To preserve distinct regions throughout North America, and also achieve a decent clustering, I picked 15 clusters as the ideal number.

kmeans_15clusters.png

Year by Year

Photos are most popular on each of the coasts, and begin to fill the interior of the continent over time.

 

Linear Regression Analysis for Prediction

Once the points are grouped by cluster, they are then sliced by year. The time series showcase the trends over time in each region. Each grouping of five years predicts the next year. On average, the R-squared fit of the prediction is 86.2%, with a root mean square error of 11.9%.

 

So, What Will Happen in 2019?

prediction_cluster0.jpg

Based on the analysis, it seems as if the Pacific Northwest will be the most popular location to take photographs, holding its status from 2000 onward.

Hawaii and the South will be the least popular locations.

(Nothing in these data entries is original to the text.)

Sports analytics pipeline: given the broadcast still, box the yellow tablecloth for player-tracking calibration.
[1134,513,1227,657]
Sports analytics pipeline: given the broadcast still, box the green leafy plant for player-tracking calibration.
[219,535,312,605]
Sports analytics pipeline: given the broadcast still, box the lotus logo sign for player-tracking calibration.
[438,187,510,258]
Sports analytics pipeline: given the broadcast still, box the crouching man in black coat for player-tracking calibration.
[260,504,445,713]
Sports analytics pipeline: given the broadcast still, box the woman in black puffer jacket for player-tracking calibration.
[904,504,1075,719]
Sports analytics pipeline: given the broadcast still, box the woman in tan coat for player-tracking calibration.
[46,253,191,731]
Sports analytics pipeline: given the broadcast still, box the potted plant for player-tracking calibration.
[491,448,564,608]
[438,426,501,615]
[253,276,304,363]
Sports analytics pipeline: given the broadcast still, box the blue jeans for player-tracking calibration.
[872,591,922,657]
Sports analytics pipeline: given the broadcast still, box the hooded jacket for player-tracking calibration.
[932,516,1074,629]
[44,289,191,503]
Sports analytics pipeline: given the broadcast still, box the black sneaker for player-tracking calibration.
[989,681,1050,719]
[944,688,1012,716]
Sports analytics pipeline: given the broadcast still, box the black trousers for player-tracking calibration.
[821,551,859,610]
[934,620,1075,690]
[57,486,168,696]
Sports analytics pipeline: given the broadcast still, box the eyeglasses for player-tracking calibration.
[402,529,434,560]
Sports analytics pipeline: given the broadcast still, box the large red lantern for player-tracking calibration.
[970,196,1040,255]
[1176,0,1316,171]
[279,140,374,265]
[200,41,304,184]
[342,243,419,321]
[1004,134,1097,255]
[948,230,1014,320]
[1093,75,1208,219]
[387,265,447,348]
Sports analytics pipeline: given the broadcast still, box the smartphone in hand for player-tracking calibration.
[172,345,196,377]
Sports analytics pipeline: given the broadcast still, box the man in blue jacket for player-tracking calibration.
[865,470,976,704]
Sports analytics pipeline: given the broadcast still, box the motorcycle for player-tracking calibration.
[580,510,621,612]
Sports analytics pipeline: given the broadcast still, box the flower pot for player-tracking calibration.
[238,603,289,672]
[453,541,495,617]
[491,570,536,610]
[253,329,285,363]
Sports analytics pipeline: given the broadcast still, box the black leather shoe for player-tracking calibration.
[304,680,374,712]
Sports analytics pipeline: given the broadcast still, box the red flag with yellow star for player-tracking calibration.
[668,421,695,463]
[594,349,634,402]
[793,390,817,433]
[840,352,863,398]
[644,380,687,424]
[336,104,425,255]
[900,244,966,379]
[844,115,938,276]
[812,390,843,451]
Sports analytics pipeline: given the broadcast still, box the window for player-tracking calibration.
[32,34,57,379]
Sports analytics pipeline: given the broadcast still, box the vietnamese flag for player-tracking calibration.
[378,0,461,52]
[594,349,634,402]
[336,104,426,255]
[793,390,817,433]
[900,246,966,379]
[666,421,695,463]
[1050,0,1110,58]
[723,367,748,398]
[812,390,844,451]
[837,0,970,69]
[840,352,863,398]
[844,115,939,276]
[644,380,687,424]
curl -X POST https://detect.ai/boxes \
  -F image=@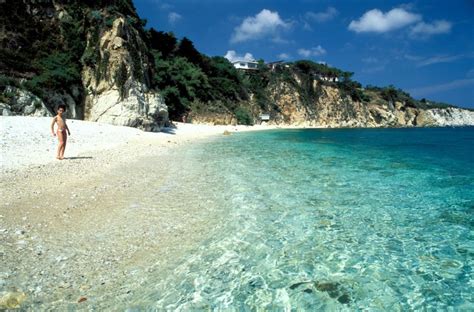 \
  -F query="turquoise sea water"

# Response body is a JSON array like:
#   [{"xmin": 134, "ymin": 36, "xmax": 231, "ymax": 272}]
[{"xmin": 132, "ymin": 128, "xmax": 474, "ymax": 311}]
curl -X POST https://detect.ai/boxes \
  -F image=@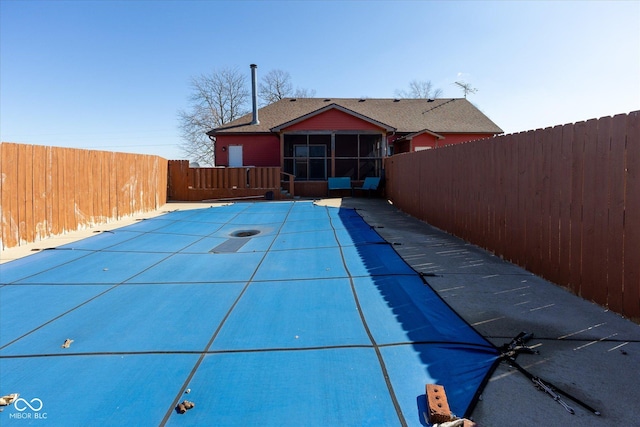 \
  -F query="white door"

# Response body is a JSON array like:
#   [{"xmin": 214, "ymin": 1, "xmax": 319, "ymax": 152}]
[{"xmin": 229, "ymin": 145, "xmax": 242, "ymax": 168}]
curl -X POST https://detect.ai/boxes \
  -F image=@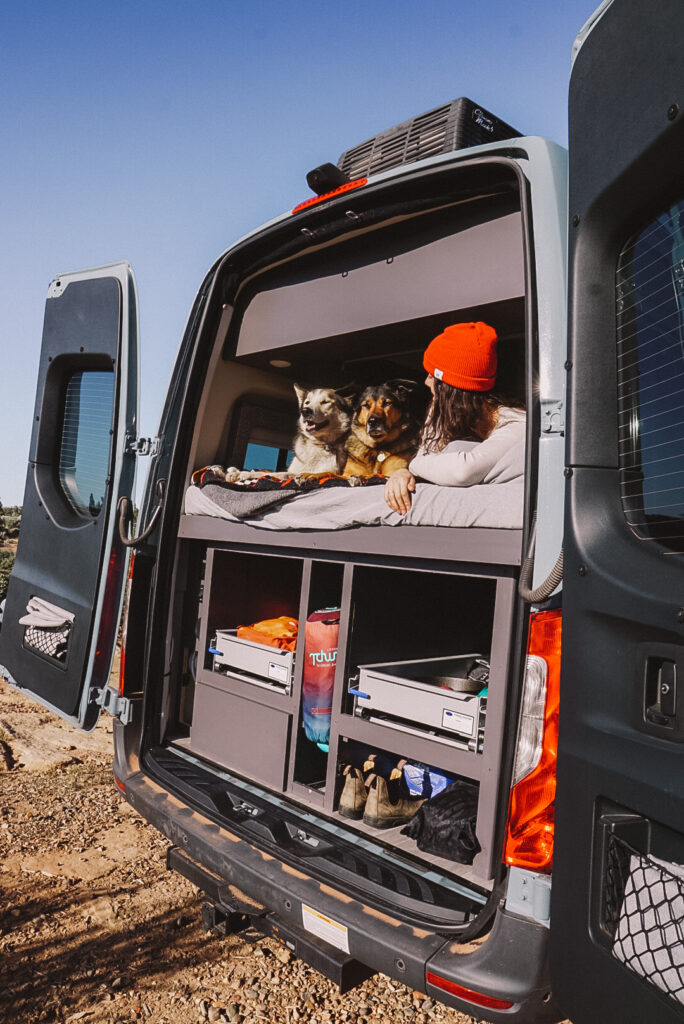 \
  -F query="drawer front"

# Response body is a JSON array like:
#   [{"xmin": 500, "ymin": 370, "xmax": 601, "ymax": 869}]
[{"xmin": 190, "ymin": 683, "xmax": 292, "ymax": 790}]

Central America and California are becoming more trendy.

Next Steps

This analysis has been based on a simple K-Means clustering, with the number of clusters fine tuned. It also has been sliced into a simple year by year time series, and analyzed using linear regression.

More Diversified Data

Using a database of only Flickr photos introduces biases to the data and the prediction. For example, the relative popularity of Flickr has evolved and peaked around 2010-2011, and has noticeably declined. The rise of various photo-sharing services such as Instagram, Twitter, Facebook, etc. have affected the total photos uploaded to Flickr.

To improve the prediction, the information from these sources would need to be added and adjusted. There will continue to be biases based on the demographics of each user base, and how the services are used.

More Models

It would be interesting to find a method of applying K-Medians to the area, to find the more dense locations.

The model used above to predict on the number of photos is a linear regression model from statsmodels. I also used support vector regression and linear support vector regression models to check. They were less stable in the face of the limited data, and produced less accurate forecasts.

Smaller Time Slices

Slicing the time series into months would perhaps increase the noise in the data, but also provide more data points to define the forecast accurately.